Habits are a tricky thing. On the one hand, we can train ourselves to respond to a recurring stimulus (like the dogs in Pavlov’s classical conditioning experiment). On the other hand, we don’t think of ourselves as easily trainable, mainly because we have a hard time forming “good” habits on our own. The reality (and that elusive user habit formation) lies somewhere in between.
There are many habit-forming frameworks out there. One that comes to mind is Nir Eyal’s Hooked Model; another is Atomic Habits by James Clear. These (and many others) work because all of them are rooted in basic human psychological drives. They access our natural curiosity, need for reward, learning through repetition, sunk cost, and other human factors. Sometimes this is used for good (quit smoking!). Other times, the line can get blurry (hello, social media rabbit holes).
Using human psychology to influence users sounds manipulative, but it doesn’t have to be. When “the line” gets blurry, cycling through the Human-Centered Design process can help.

Awareness of user needs is a significant part of each step. In the investigative stages (Look – Ask – Learn), focus on identifying user needs through primary research techniques. This ensures your product or service is solving an actual problem.
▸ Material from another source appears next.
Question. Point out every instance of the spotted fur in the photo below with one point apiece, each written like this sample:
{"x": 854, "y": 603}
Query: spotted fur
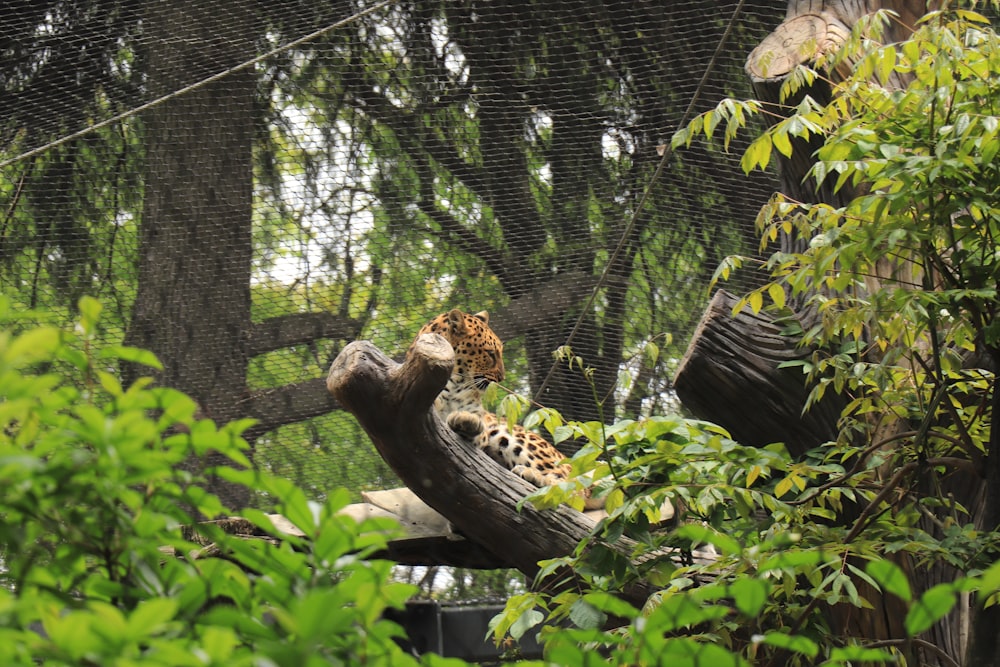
{"x": 478, "y": 362}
You’re not designing to form a habit you’re aiming to meet a human need.
Later in the human-centered design process (Create–Test), we’re focused on validating our designed solutions. Again, the intention here is to ensure we are solving a real need for users. “The line” becomes especially important in the “Create” stage where you’re constructing solutions to validate. Designing a habit-forming solution that solves a real need holds a firmer ethical line than designing a product or a service to add to the already noisy marketplace of products and services that add no real value to people’s lives.
Let’s take a real-life example. We worked with an Australian company that helped its users become their healthiest version through scientifically-backed nutritional and fitness protocols. The many years of health research were distilled into a habit-forming mobile app and desktop service that solved a real-life challenge for many people (and their families). HCD was instrumental in identifying what motivated people to stick to their plans; designing a habit-forming solution around those helped thousands of people reach their health goals.
Deploying HCD will not solve all ethical problems regarding the habit-forming debate. However, using HCD will help you identify and design solutions around real user needs.